寮長のまなざし㉝スマホと「セット」

公開:2025/5/21更新:2025/5/21

昨日のことである。学校で制服のズボンの取り違えがあり、登校時には体育服で登校した寮生が、「先生、制服あった~」と弾んだ声で帰ってきた。夕方に少し時間があったので学校の体育館を見て回り、生徒が部活動に汗を流すのを眺めていた。バスケットボール女子、男子、バドミントン女子、卓球、ゴルフと順番に見て回ったが、去年も同じように体育館を見学したときと、風景が違うことに気が付いた。これが「セットといわれる認知か」と一人でつぶやきながらゆったりと歩き回った。

 セットとはある特定の対象物に関心を示すことで、対象物ばかりに目につくことである。
 例えば全く車に興味なかった人が車の購入を考え、仮にプリウスの購入を意識すると、急に町中にプリウスばかり走っているように感じてしまう。町中を走るプリウスの数は変わらないはずなのに。
 特定のバックや時計で気になるものを見つけた時にはあちこちで見かけるように感じることになる。世の中の流通量は変わらないのに。
 芸人のバナナマンが気になるとTV番組でもバナナマンばかりが出ているように感じることも同様である。それらは対象を「セット」するから知覚が増えているだけとのことらしい。ちなみに、TVのニュースで事件の話題を見ると、最近物騒になって…と思うが、実際の犯罪件数は減っているのが事実である。

 自分も寮長となり一か月が過ぎて、すでに寮生を「セット」している。先日の吹奏楽部の定期演奏会もそうだったが、学校内の部活動を見て回ってもどの部活動にも寮生が元気に活動しているのが目につき、昨年と同じ風景を見ても感じ方が異なっているのを実感している。

 人ごみの中で自分の名前を呼ばれてわかったり、多くの情報から特定のものを抽出する能力は生きていくうえで有効だから獲得したものと思う。特定の情報の取捨選択能力が高いと生き残るのに有利だったからこの様な認知能力が高くなったのだと思われる。

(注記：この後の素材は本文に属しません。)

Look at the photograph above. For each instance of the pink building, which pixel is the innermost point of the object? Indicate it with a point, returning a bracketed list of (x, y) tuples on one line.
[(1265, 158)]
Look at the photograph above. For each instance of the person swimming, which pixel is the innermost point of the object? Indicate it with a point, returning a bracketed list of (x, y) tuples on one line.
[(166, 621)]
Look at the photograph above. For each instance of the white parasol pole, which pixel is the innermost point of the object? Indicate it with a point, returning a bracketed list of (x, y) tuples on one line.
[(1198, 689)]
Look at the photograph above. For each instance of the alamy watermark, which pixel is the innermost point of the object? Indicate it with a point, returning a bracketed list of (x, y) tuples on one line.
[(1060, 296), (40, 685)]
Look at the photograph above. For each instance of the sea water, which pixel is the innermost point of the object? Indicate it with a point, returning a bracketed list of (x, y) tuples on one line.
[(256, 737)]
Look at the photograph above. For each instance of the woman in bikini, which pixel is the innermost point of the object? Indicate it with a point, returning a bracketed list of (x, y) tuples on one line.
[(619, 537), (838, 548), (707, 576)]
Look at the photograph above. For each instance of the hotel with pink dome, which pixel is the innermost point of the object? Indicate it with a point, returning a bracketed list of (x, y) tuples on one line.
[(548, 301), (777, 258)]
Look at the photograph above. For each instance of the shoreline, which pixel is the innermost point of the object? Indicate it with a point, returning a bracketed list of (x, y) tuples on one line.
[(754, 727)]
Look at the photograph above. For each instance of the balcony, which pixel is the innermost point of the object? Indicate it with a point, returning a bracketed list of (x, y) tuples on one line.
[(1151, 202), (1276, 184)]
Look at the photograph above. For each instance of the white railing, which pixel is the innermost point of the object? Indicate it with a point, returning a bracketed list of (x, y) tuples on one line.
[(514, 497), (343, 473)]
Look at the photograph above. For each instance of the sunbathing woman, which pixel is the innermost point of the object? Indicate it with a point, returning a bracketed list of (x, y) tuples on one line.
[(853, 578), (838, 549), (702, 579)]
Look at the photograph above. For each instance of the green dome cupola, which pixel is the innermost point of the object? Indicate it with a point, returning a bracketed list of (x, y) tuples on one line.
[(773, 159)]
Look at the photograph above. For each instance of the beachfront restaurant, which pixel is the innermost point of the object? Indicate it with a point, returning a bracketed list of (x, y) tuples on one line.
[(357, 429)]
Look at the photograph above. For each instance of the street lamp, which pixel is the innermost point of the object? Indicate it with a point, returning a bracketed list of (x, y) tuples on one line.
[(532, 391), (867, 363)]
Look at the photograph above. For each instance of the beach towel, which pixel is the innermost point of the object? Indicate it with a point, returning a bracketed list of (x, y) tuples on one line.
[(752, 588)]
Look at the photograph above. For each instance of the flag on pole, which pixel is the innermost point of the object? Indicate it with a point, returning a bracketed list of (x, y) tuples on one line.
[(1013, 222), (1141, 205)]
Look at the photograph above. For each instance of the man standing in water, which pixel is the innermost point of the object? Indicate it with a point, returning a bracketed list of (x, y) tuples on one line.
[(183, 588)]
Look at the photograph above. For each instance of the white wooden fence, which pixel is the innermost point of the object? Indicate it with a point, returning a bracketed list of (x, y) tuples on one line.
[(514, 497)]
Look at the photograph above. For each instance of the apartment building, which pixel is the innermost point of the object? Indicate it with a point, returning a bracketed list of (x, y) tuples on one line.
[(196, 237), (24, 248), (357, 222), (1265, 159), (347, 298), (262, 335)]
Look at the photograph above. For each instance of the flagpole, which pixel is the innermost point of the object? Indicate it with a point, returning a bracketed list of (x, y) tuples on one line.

 おそらく、スマホがなかなか手放せない理由の一つとして、この「セット」の仕組みを利用したものも挙げられると思う。関心のあるものをどんどん見続けてしまうのは、人類が獲得した大切な能力でこれを利用してスマホを見続けるように研究もされている。

 「見続けたい」欲求を断ち切れることができるか。